The Asian Art Biennial is pleased to announce the full list of participating artists for its 9th edition, taking place from 16 November 2024 to 2 March 2025 at the National Taiwan Museum of Fine Arts (NTMoFA). This year’s curatorial team, convened by Taiwanese independent curator Fang Yen Hsiang, includes four international curators: Armenian-born, Paris-based curator Anne Davidian; Filipino artist and researcher Merv Espina; Singapore-based South Korean curator Haeju Kim; and Istanbul- and Paris-based curator and writer Asli Seven.

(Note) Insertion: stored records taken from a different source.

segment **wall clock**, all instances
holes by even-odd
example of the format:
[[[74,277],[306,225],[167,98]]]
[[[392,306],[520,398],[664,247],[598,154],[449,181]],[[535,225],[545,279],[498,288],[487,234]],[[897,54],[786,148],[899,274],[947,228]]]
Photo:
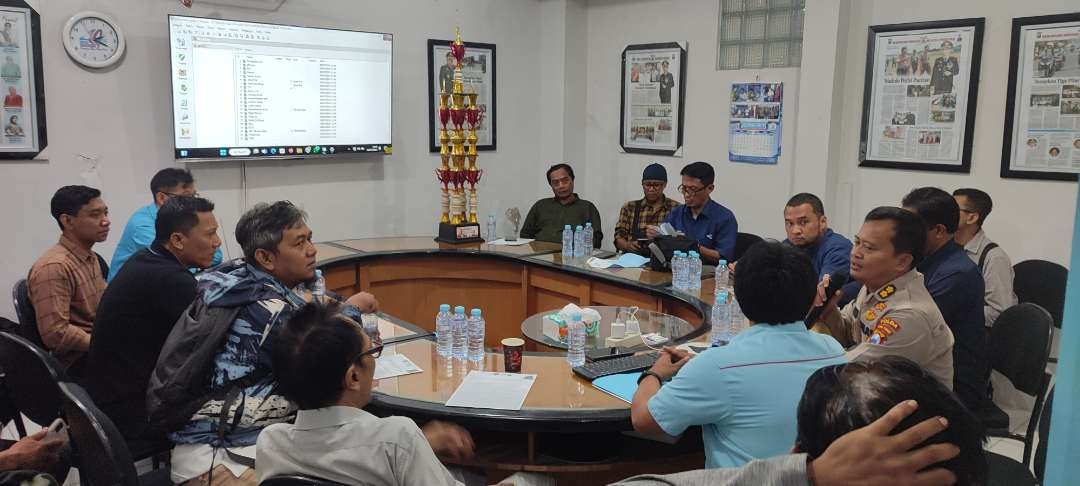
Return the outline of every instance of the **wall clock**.
[[[64,25],[64,49],[83,66],[101,69],[124,56],[124,33],[116,21],[99,12],[79,12]]]

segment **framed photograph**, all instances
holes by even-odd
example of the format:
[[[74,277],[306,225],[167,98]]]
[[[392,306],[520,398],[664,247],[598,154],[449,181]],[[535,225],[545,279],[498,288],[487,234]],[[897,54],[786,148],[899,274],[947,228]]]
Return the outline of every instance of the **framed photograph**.
[[[1080,174],[1080,13],[1012,22],[1001,177]]]
[[[22,0],[0,0],[0,159],[33,159],[45,149],[41,18]]]
[[[428,141],[439,151],[439,92],[454,82],[454,58],[448,40],[428,39]],[[495,150],[495,44],[465,43],[461,82],[466,93],[477,93],[481,119],[476,129],[476,150]],[[466,125],[466,132],[468,126]],[[467,133],[466,133],[467,135]]]
[[[985,21],[870,26],[860,167],[971,172]]]
[[[683,140],[686,49],[677,42],[622,52],[619,145],[626,152],[678,155]]]

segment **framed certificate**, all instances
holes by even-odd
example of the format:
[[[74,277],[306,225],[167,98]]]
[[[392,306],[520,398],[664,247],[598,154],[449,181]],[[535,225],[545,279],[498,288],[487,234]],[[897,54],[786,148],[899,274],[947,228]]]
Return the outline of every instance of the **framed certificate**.
[[[870,26],[860,167],[971,171],[984,23]]]
[[[0,0],[0,159],[32,159],[45,149],[41,18],[22,0]]]
[[[685,90],[686,49],[677,42],[626,46],[619,122],[622,149],[678,155]]]
[[[1080,174],[1080,13],[1012,22],[1001,177]]]
[[[439,93],[449,91],[454,82],[452,41],[428,39],[428,149],[439,151]],[[466,93],[477,93],[480,124],[476,128],[476,150],[495,150],[495,44],[465,43],[461,61],[462,84]]]

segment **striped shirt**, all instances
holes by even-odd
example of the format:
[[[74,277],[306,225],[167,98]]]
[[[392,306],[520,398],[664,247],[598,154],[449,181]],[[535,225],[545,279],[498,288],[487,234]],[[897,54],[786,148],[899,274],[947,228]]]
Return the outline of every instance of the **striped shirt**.
[[[637,227],[634,226],[634,208],[636,205],[641,205],[641,214],[638,215]],[[645,228],[649,226],[658,226],[664,222],[664,218],[675,206],[678,206],[678,201],[664,196],[663,199],[656,201],[653,204],[649,204],[645,199],[638,199],[637,201],[627,201],[623,204],[622,209],[619,210],[619,222],[615,223],[615,238],[626,239],[638,239],[645,237]]]
[[[60,236],[34,262],[27,283],[42,342],[64,366],[71,366],[90,349],[94,316],[105,293],[97,256]]]

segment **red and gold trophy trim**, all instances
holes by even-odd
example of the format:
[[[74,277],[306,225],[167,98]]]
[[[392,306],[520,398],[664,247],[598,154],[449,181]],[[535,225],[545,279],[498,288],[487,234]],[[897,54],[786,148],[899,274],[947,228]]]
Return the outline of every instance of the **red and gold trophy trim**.
[[[439,237],[435,239],[450,243],[483,241],[476,217],[479,207],[476,184],[484,174],[476,167],[479,141],[476,128],[483,121],[484,113],[476,104],[477,94],[466,93],[462,83],[465,43],[461,41],[461,29],[457,29],[454,42],[450,44],[450,54],[454,59],[454,82],[449,87],[444,86],[439,93],[441,165],[435,170],[435,177],[442,184],[442,214]],[[469,184],[468,192],[465,191],[466,183]]]

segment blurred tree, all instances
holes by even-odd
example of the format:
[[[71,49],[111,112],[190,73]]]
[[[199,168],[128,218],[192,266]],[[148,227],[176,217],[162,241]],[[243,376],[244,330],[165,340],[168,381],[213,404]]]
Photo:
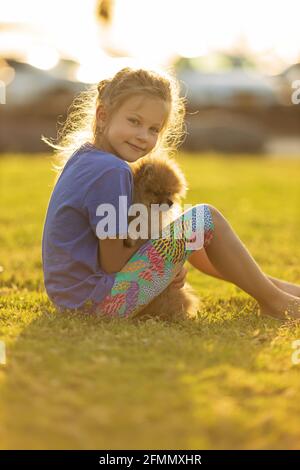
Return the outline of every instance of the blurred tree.
[[[229,54],[216,51],[198,57],[179,57],[175,62],[176,70],[198,70],[199,72],[214,72],[216,70],[231,70],[233,68],[255,68],[252,57],[246,54]]]
[[[98,0],[96,16],[103,23],[109,24],[112,21],[114,0]]]

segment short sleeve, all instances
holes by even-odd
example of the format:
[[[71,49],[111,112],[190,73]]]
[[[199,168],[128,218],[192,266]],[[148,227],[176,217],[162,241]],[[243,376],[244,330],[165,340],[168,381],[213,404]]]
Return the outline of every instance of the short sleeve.
[[[132,196],[133,176],[130,170],[108,170],[92,184],[84,199],[84,210],[99,239],[126,237]]]

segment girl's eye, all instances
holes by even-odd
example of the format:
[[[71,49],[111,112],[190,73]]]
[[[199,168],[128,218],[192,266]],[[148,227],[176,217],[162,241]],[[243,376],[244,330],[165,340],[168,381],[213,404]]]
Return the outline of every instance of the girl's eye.
[[[128,118],[128,121],[132,122],[133,124],[139,124],[138,119]],[[154,131],[156,134],[159,134],[159,129],[157,129],[156,127],[152,127],[152,131]]]
[[[133,124],[139,122],[137,119],[134,119],[134,118],[130,118],[130,119],[128,119],[128,121],[132,122]]]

Reflecting the cross-regional collaboration of its curators, this year’s Biennial brings together 35 artist groups from over 20 countries across East Asia, Central Asia, West Asia, and the Pacific. A total of 83 works will be exhibited, including 19 new commissions. The exhibition will feature a range of media, including sound, video, photography, painting, sculpture, and installation.

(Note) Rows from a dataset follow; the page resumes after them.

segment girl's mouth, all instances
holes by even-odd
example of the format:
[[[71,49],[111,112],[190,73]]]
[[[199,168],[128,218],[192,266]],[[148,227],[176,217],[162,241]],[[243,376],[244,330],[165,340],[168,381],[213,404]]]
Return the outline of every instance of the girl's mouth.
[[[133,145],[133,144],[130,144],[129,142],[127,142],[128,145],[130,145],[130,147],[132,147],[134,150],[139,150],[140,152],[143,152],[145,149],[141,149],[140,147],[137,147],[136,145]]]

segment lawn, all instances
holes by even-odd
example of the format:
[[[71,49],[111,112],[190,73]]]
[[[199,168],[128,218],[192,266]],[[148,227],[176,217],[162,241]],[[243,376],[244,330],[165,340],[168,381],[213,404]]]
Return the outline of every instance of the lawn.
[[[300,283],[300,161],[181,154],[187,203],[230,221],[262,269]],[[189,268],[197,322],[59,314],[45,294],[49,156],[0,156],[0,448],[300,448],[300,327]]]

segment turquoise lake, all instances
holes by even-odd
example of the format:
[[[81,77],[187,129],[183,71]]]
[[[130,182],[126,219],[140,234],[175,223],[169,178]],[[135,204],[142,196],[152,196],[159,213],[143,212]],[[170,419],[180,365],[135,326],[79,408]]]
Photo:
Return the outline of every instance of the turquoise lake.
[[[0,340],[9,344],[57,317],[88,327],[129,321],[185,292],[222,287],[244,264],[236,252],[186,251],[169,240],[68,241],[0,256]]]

The title of the 2024 Asian Art Biennial, How to Hold Your Breath, evokes the tension of pausing a vital act and holding onto hope in the face of uncertainty. It flips the familiar phrase “don’t hold your breath,” suggesting that change, though slow, is possible. Taking a deep breath and holding it anchors us in the present moment, navigating the disarray of late capitalism and displacement. It is a movement of transformation, a space to listen to what is rendered inaudible and to reconnect with the somatic and circadian rhythms.
The works invite us to withdraw from systems of violence and visibility, making space for new forms of agency. Through diverse media, the artists disrupt linear time, revealing histories tied to people and places, while tracing colonial and imperial entanglements. By engaging with altered states—meditation, sleep, dreams—these works propose new ways of imagining futures rooted in relationality, reciprocity, and hope.
The screening program of the Biennial entitled How Breath Moves imagines breath as a collective cinematic device, a shared source of life and rhythm, moving across our bodies to techniques of light and projection, to explore the circulation of images, sounds, memory, and collective storytelling. The eight films engage with strategies of survival and creativity against the enduring legacies of colonialism. They celebrate the migration and translation of cultural forms through food and music; and reveal the uplifting powers of anger and love amid grief and loss.
The 2024 Asian Art Biennial opens with a two-day public program featuring artist talks, performances, and moments of reflection. Addressing themes of displacement, speculative futures, and reimagined rituals, artists invite audiences to explore layered realities and envision new forms of collective existence.